Bonds in India Slide as Auction Signals Weak Demand Again
(Bloomberg) -- Sovereign bonds in India fell to a three-month low after investors demanded higher yields at a weekly debt sale and as minutes of the central bank’s interest rate meeting showed members have turned more hawkish.
The yield on the benchmark 10-year debt rose 14 basis points to 6.09%, the highest since early May. Yield on the most traded 6.19% 2034 bond, a paper auctioned on Friday, was up 15 basis points at the close.
The central bank sold the 2050 bond, the longest-maturity debt, at a cutoff yield of 6.7596% as against 6.65% estimated in a Bloomberg survey of five traders. The 2034 bond was sold at a yield of 6.4071% versus an estimated 6.38%. The RBI accepted 20 billion rupees extra in the 2034 sale.

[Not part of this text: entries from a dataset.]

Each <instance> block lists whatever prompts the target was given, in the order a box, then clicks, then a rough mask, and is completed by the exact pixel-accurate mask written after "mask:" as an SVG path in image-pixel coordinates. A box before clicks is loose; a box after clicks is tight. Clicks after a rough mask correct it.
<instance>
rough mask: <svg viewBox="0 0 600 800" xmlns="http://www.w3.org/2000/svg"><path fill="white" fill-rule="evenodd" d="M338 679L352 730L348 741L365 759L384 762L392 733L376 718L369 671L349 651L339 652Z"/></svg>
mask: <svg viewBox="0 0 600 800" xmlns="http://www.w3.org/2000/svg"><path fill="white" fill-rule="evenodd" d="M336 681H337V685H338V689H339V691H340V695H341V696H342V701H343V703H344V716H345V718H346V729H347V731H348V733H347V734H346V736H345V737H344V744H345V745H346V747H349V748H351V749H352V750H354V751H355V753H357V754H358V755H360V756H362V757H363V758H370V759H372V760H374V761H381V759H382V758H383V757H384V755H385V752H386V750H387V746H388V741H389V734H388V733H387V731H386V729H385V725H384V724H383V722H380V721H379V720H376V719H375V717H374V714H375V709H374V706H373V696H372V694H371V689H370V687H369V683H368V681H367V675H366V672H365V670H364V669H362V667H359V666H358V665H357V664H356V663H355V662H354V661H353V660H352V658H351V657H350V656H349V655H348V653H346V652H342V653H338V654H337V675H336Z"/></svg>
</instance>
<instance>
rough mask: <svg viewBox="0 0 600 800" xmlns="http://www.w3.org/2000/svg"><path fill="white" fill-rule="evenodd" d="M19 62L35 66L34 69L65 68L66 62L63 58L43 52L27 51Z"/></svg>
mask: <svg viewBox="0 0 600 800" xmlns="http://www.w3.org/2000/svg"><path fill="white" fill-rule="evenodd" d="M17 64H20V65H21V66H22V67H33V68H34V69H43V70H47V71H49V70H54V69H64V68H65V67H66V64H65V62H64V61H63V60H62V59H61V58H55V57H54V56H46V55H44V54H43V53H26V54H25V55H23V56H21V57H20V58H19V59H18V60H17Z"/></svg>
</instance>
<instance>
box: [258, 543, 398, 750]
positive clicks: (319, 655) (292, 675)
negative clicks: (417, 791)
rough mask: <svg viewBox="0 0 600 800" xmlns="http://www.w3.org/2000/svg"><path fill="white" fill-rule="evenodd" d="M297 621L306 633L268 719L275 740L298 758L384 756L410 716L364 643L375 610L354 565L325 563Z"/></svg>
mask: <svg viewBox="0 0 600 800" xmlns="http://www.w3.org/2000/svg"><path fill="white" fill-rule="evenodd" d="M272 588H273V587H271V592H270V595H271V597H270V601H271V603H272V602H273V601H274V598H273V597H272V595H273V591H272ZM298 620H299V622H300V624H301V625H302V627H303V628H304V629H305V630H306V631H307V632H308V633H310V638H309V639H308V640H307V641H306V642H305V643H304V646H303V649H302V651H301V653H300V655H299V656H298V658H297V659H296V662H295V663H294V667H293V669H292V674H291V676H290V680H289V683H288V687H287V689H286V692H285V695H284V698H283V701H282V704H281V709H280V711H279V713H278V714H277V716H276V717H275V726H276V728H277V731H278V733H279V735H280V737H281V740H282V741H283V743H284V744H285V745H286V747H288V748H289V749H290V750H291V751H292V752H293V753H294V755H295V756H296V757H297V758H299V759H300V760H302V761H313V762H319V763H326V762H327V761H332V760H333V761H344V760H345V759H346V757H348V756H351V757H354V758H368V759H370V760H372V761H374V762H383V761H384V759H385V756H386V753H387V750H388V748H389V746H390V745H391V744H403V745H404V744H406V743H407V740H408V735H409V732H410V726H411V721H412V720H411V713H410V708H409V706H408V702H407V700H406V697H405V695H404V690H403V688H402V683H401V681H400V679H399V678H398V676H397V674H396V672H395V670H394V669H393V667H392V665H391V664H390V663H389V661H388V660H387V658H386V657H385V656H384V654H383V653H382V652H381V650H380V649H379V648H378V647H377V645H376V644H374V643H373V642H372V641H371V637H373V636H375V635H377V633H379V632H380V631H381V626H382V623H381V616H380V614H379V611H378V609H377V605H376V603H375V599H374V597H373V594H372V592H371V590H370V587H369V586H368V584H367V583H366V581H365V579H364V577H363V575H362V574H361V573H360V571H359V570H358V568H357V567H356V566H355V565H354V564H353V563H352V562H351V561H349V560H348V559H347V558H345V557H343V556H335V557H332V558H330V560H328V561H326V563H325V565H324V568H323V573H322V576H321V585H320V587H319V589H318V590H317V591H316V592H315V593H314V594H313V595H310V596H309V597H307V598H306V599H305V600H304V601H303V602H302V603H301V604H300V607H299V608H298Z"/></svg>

“Higher cutoffs at today’s bond auction indicates that the RBI is fine with higher yields, that kind of unnerved the market,” said Naveen Ramnani, a fixed-income trader at UCO Bank in Mumbai. Bonds will come under more pressure if there is no support from the RBI given the huge supply overhang, he said.
A sale of the benchmark 10-year debt had to be rescued by underwriters last week. The central bank is yet to signal whether it will buy more bonds to help ease a record 12 trillion rupees supply in the fiscal year.
The weak demand at the auction comes after minutes of the RBI’s policy meeting published Thursday showed rate panelists fretted over a recent surge in consumer inflation, preferring to wait for price pressures to wane before considering more steps to address the “deepest contraction in history.”
The RBI may be at the end of the rate-cut cycle “and expectations of large cuts must be anchored as inflation is unlikely to materially decline from the current levels,” Soumya Kanti Ghosh, group chief economic adviser at State Bank of India, wrote in a note. “It would better serve the financial markets if RBI continues to resort to unconventional policy measures.”